2) A splash of cold-water from the director of the Congressional Budget Office won't help. Douglas Elmendorf blew a hole through the president's main reason for the health care overhaul -- that it will save money. Au contraire, says Mr. Elmendorf: "The coverage proposals in this legislation would expand federal spending on health care to a significant degree and in our analysis so far we don't see other provisions in this legislation reducing federal health spending by a corresponding degree."

The Democrats' response to Elmendorf's analysis contained an interesting irony:

[Connecticut Sen. Christopher] Dodd complained that CBO refuses to assume that government savings will occur from an increased focus on wellness and preventive health care.

“The only thing CBO does is tell you how much taxpayer money has to be invested to achieve those results,” Dodd said.

“We believe we have crafted legislation that does bend that curve, bring health care costs down and make it affordable for all Americans,” he said. “I appreciate their work, but frankly we’re on the right track, we have a solid bill and one that’s affordable.”

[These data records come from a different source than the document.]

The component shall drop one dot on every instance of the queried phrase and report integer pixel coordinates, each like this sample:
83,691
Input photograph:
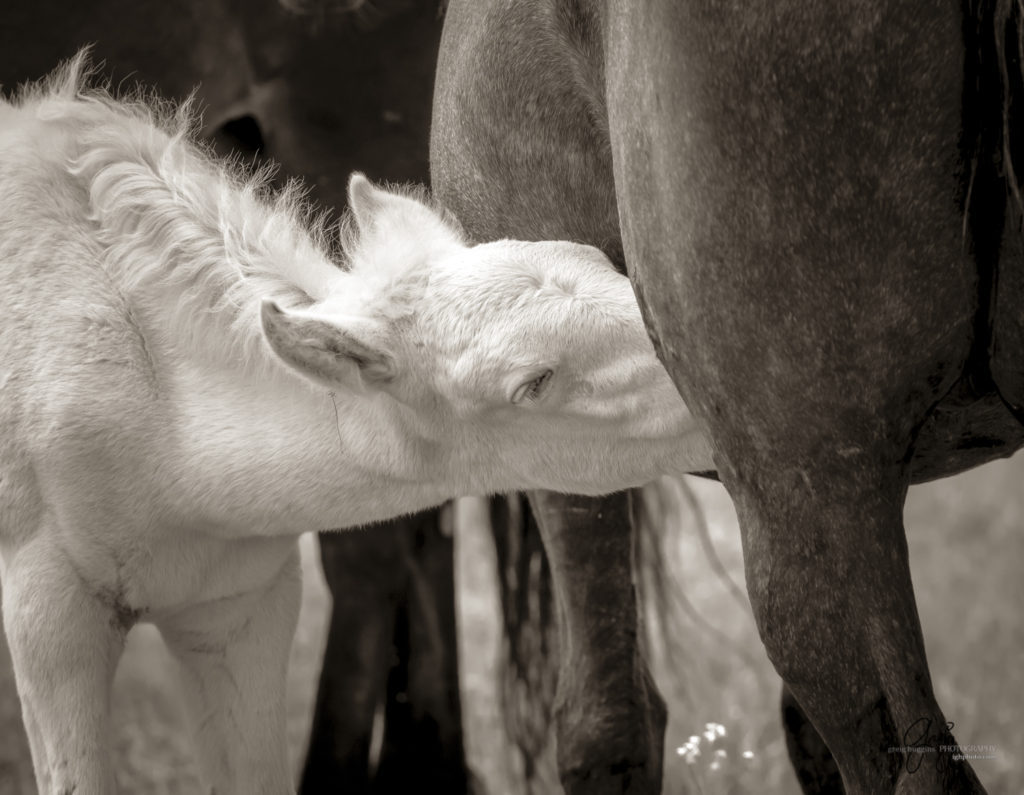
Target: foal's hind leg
609,716
233,654
65,643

Dodd's words almost semm like the mirror image of Republican complaints on CBO's analysis of the impact of tax cuts. The GOP argued for decades that the CBO should adopt a so-called "dynamic scoring" model that would allow for the impact of tax cuts in stimulating economic growth. By doing that, Republicans argue, the CBO could see how much revenue would be brought in -- and thus the tax cuts wouldn't have such a negative impact on the deficit.

Democrats now argue that the CBO isn't taking into account the possibility that "wellness" growth will bring in as-yet-unrecognized savings which will keep annual deficits from rising.

Right.

3) A dissing of the president from one of solons of the Senate: The key committee chairman that all health-care observers are keeping an eye on is the head of the Senate Finance Committee, Max Baucus. A Montana centrist who's been known to vote with Republicans in the past -- much to the distress of activists on the left -- Baucus is essential in getting through the funding component of health care. Well, it's not so good for the effort when he mouths off that, the president, "is not helping us" structure workable legislation. Baucus apologized later. Nice thing about those quotes, senator: The dis gets the headlines. The apology? Nada!